The app can also be set as an auto-fill provider in the mobile device and fill in user-names and passwords for matching secrets. It also includes convenient Time-based one-time password (TOTP) capabilities that can be used with sites and web applications that support TOTP-based authentication
Users can download the Delinea Mobile application from the following sources:
Multi-factor Authentication
The mobile application supports the following MFA mechanisms as used by Secret Server:
- Delinea Mobile Authenticator
Biometric Unlock
The mobile application supports using biometric authentication in place of usernames and passwords.
- Fingerprint (Android and iOS)
- Facial recognition (iOS only, not all phone/iOS combinations)
- The application will auto-reconnect to Secret Server if the connection is temporarily dropped due to network issues.
Autofill
When a user enables their mobile device’s autofill service and then registers Delinea Mobile with that service, users can launch a web session from a secret on the mobile device and automatically populate username and password login credentials on specified web sites or other mobile applications.
When you select the mobile application or web page and click on the username field you should see a prompt from Delinea Mobile to use the autofill service. Click this option to open the mobile app and log in if necessary, and the app runs a search of your secrets for:
- Browser web site - to search for any secret that has the same Domain value in the URL
- Other mobile application - to search for any secret that has the same name or URL value as the name of the mobile application that is being filled.
Users can also choose to manually modify the search value and run it again. Once the list of Secret Server Secrets has been returned, you can select which one you want to use and the autofill service will fill those credentials in the related username and password fields.
Currently the autofill service supports only the username and password fields.
Delinea Mobile Offline Access to Secrets
Delinea Mobile allows users to download secrets and access them when they have no network connectivity on their mobile device.
Downloading Secrets
Users can select individual secrets to download on the Delinea Mobile app. When the Delinea Mobile app detects a lack of network access, it will automatically switch into Offline Mode. In this mode, users can only view secrets they have previously downloaded. Users cannot edit secrets or add new ones in Offline Mode.
The downloaded secrets will have a 'downloaded' icon next to their name in both the secrets list and the secret details. Downloaded secrets will be available offline for a set period of time determined by the configuration settings in Secret Server. The default download expiration is 1 day.
For users to download secrets, they must be granted the 'Access Secrets Offline on Mobile' permission.
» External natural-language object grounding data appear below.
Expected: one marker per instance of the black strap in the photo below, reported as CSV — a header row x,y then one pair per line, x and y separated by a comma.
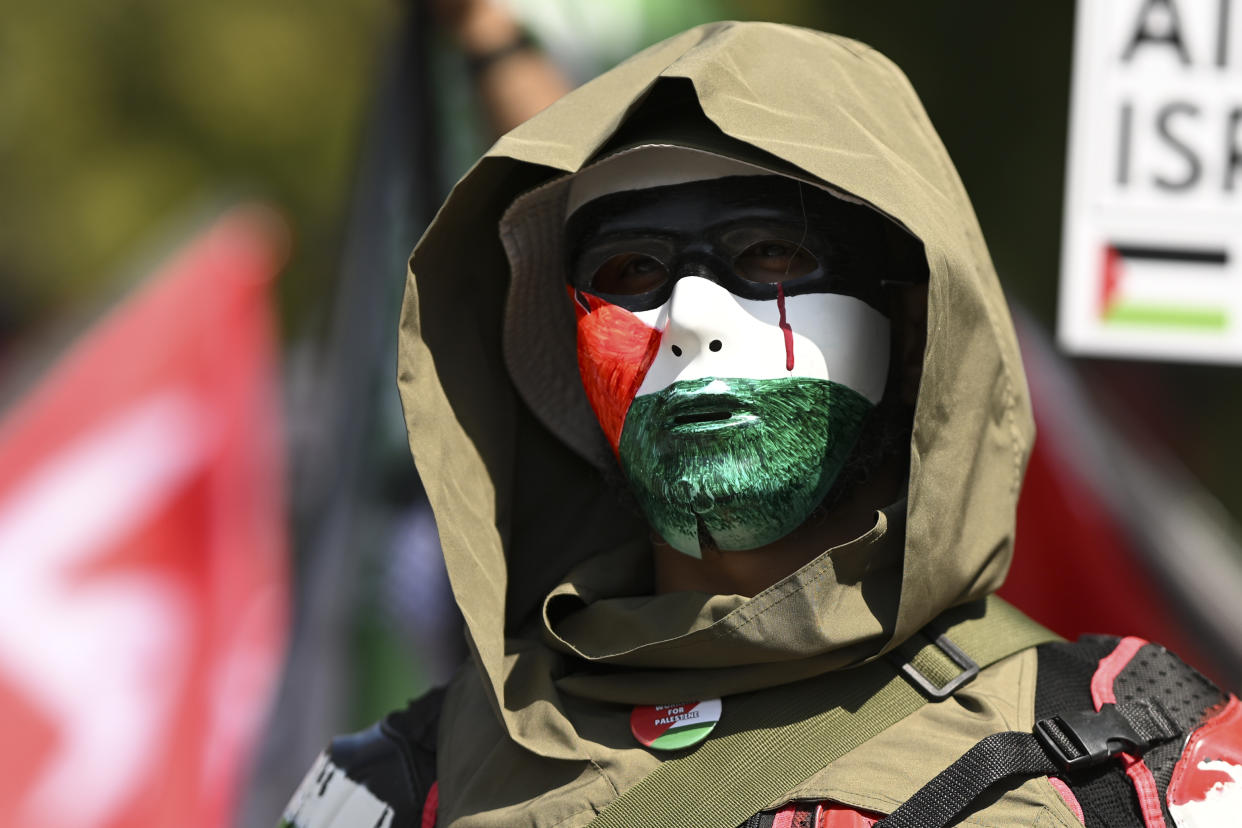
x,y
1060,745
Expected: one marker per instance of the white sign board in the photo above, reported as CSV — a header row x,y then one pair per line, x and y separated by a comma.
x,y
1151,257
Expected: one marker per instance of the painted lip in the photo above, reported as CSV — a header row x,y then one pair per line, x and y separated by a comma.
x,y
704,411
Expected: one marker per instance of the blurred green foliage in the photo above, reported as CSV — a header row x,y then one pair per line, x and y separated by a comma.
x,y
114,116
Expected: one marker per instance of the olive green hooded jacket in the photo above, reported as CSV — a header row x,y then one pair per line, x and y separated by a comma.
x,y
550,571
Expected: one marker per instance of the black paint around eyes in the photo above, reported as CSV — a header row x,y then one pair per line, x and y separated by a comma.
x,y
703,227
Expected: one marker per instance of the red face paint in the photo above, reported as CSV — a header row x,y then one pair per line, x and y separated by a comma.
x,y
615,349
784,327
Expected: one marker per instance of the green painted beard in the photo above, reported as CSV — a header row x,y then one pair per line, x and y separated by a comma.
x,y
748,463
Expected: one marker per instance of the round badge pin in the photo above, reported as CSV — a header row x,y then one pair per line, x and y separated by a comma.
x,y
673,726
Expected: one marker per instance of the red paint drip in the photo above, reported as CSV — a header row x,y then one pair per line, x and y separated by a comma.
x,y
784,325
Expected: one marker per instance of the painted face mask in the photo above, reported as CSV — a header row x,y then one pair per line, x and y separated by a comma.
x,y
732,342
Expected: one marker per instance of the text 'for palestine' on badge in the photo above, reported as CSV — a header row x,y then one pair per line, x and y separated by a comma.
x,y
672,726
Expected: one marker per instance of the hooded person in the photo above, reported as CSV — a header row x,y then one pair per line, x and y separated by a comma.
x,y
714,394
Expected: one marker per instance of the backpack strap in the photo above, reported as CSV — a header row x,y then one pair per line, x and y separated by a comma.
x,y
1066,744
770,741
1137,703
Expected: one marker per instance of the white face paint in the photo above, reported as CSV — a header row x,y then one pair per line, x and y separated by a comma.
x,y
711,333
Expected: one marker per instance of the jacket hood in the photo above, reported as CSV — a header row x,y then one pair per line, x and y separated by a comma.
x,y
548,566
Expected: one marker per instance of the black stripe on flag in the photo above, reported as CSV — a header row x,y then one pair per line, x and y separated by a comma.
x,y
1185,255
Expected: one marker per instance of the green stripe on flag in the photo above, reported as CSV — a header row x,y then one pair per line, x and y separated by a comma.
x,y
1163,317
683,736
This permission is not granted by default, even to Administrator roles.
Offline Functionality
When the Delinea Mobile app is in Offline Mode, users can still access the downloaded secrets and use any third-party TOTP codes they have already set up in the app. The MFA code used for the Delinea Platform login will also remain active while the app is in Offline Mode.
Secrets with access restrictions, such as "Requires Comment," cannot be downloaded. Additionally, there are no per-secret controls to enable or disable the downloading function.